Storm Lake council picks Bolton & Menk for new water plant design
Storm Lake handed its new water plant design to Bolton & Menk after council members said the Spencer firm scored higher and took more responsibility for mistakes.

Storm Lake leaders chose Bolton & Menk of Spencer to design the city’s new water plant, passing over longtime city water-and-wastewater engineer ISG of Storm Lake in a vote that put scoring, cost risk and public trust at the center of the decision. The council said Bolton & Menk’s proposal and presentation stood out enough to win the contract, even with a familiar local firm in the mix.
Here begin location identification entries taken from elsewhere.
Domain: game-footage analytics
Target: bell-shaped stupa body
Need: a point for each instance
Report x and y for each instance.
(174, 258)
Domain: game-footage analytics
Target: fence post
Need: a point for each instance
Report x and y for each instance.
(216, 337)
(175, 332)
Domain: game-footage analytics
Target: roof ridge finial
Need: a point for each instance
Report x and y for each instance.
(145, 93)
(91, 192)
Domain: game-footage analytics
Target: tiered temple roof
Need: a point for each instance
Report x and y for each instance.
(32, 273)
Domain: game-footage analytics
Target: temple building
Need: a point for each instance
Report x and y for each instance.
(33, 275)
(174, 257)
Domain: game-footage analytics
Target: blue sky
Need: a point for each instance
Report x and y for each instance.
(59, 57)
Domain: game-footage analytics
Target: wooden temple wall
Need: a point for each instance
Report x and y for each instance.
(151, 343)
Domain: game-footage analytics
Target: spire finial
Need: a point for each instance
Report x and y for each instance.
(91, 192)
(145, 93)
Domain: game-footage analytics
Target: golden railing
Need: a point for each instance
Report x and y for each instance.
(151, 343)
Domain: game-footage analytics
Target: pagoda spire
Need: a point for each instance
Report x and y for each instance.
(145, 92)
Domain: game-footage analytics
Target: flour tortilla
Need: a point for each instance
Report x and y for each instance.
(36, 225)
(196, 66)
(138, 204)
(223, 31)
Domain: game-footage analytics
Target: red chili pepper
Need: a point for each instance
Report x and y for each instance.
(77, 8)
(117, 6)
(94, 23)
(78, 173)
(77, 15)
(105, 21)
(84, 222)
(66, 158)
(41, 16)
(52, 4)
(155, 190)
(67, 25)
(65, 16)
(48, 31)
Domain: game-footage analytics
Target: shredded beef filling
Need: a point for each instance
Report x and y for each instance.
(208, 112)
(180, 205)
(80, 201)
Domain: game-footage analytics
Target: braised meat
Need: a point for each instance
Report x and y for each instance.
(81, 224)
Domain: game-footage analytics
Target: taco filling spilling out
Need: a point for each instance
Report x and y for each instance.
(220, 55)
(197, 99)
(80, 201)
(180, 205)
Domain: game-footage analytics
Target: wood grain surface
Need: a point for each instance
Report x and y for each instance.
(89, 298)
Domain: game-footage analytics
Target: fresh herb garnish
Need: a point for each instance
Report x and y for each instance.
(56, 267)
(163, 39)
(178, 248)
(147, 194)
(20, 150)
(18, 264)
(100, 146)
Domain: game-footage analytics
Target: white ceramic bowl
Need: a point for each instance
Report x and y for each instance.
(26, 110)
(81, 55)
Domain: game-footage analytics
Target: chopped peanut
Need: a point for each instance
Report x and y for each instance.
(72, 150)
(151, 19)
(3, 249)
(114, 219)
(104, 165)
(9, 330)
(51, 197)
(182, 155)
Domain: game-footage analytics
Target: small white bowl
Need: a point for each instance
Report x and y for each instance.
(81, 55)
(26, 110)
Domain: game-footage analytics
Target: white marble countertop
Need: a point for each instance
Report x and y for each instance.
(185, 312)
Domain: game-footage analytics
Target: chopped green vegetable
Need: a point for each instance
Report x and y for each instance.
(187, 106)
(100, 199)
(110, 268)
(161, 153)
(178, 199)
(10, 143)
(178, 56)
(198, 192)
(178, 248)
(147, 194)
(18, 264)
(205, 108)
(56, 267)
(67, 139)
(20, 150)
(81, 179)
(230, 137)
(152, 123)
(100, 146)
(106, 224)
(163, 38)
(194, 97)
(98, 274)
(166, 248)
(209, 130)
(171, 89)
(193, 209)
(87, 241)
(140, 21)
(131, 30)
The council met Monday and awarded the work to Bolton & Menk with all members present except Councilman Rich Riner voting for the Spencer firm. According to the city’s scoring matrix, Bolton & Menk finished 29 points ahead of ISG, and Mayor Meg McKeon said the firm’s presentation was more thorough. For a project this important, that extra detail mattered as much as the numbers.
Councilwoman Maggie Martinez said Bolton & Menk answered more questions about responsibility and was direct about mistakes it had made in other situations. Her concern was not just who could draw the best plans, but who would stand behind them if something went wrong. Martinez said that if there is an error, it should fall on the firm rather than on the city, a view that framed the vote as a question of accountability for ratepayers.
Martinez also said she was uneasy about ISG’s partnership with AE2S, a Minnesota-based engineering firm she said the city had no experience with. Councilman Matt Ricklefs echoed the concern about how mistakes would be handled, saying Bolton & Menk dealt with liability better during the presentations. The discussion suggested the council was weighing more than technical design skill. It was deciding which firm seemed more willing to own the consequences of a major public works project.
Bolton & Menk representatives pointed to a previous error in Spencer involving flow monitoring and said the firm paid for the corrective meter itself. Council members viewed that as evidence of financial accountability, a concrete example of a firm taking responsibility instead of shifting the burden to the city. ISG, by contrast, was seen as less willing to speak as openly about fault and correction.

The choice now places Bolton & Menk in charge of a project that will shape Storm Lake’s water system for years. It also sets an early standard for how the city expects future infrastructure decisions to be made: with clearer scoring, sharper questions about liability and a closer look at who will pay when public works do not go exactly as planned.